Isu ini mencuat setelah mantan Menteri Dalam Negeri Slovakia, Vladimir Palko, mengungkap adanya operasi intelijen yang disebut-sebut menargetkan Orban. Ia bahkan memberi peringatan keras kepada para pemimpin lain di Eropa.
"Apa yang mereka lakukan kepada Orban kemarin, dapat mereka lakukan kepada Anda besok," kata Palko, mengutip laporan media Marker.
Dalam pemilu terbaru, Partai Fidesz yang dipimpin Orban kalah dari Partai Tisza yang dipimpin Peter Magyar. Tisza meraih sekitar 54 persen suara, unggul jauh dari Fidesz yang memperoleh 38 persen. Kemenangan itu membuat Magyar menguasai mayoritas parlemen dan membuka jalan perubahan konstitusi.

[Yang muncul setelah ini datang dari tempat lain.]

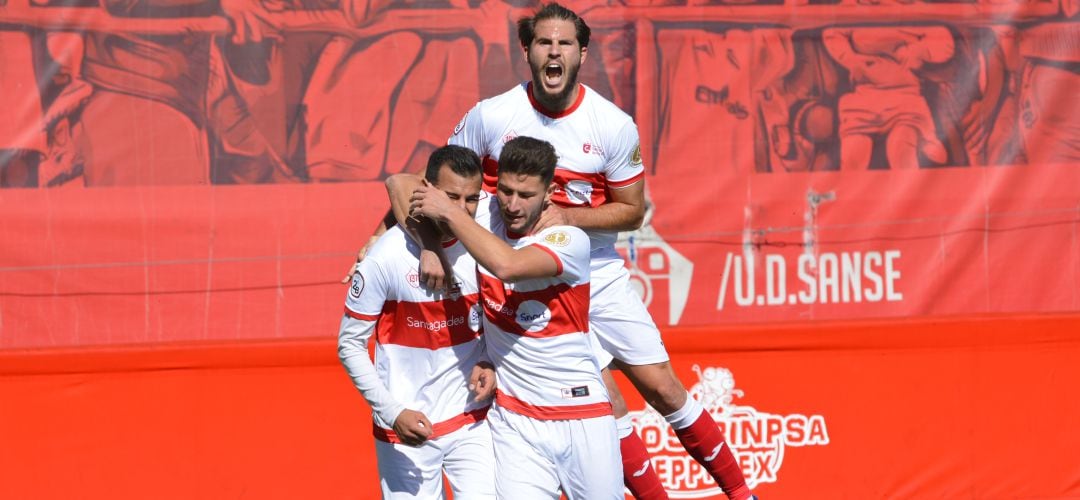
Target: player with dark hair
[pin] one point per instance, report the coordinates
(551, 423)
(429, 352)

Namun, di balik hasil tersebut, muncul dugaan adanya operasi intelijen yang sistematis. Palko menyebut Orban dan lingkaran dekatnya telah disadap selama bertahun-tahun oleh pihak yang ia kaitkan dengan lembaga Uni Eropa.
Menurutnya, isi percakapan yang disadap kemudian disebarkan ke media dan digunakan untuk membentuk opini publik. Informasi sensitif itu disebut menjadi senjata politik untuk melemahkan posisi Orban menjelang pemilu.

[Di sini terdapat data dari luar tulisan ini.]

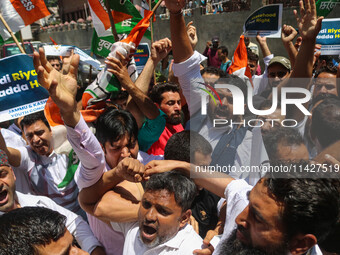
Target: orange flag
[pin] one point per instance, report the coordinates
(239, 65)
(138, 31)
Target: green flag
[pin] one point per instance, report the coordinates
(324, 7)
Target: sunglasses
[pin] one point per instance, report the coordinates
(280, 74)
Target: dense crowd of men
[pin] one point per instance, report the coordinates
(155, 174)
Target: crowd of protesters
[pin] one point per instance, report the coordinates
(168, 167)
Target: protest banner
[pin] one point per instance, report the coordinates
(267, 21)
(329, 37)
(324, 7)
(141, 56)
(20, 92)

Tak hanya itu, laporan juga menyebut adanya peran jurnalis oposisi yang diduga terhubung dengan sumber intelijen. Mereka disebut menerima data komunikasi pejabat Hongaria, termasuk Menteri Luar Negeri Peter Szijjarto, yang kemudian dipublikasikan secara selektif.
Di saat yang sama, narasi tentang dugaan campur tangan Rusia dalam mendukung Orban juga ramai diberitakan. Namun, klaim tersebut dinilai tidak memiliki dasar kuat, meski tetap dimanfaatkan dalam kampanye politik oleh kubu oposisi.
Uni Eropa juga disebut mengaktifkan mekanisme "Rapid Response System" (RRS), sebuah sistem yang memungkinkan penghapusan konten yang dianggap disinformasi di media sosial. Menurut laporan, sistem ini kerap menyasar kelompok populis dan sayap kanan.
Meski demikian, sejumlah analis menilai hasil pemilu Hongaria tidak semata ditentukan oleh faktor geopolitik. Isu ekonomi domestik seperti layanan kesehatan, infrastruktur, dan kesejahteraan publik tetap menjadi faktor utama yang memengaruhi pilihan pemilih.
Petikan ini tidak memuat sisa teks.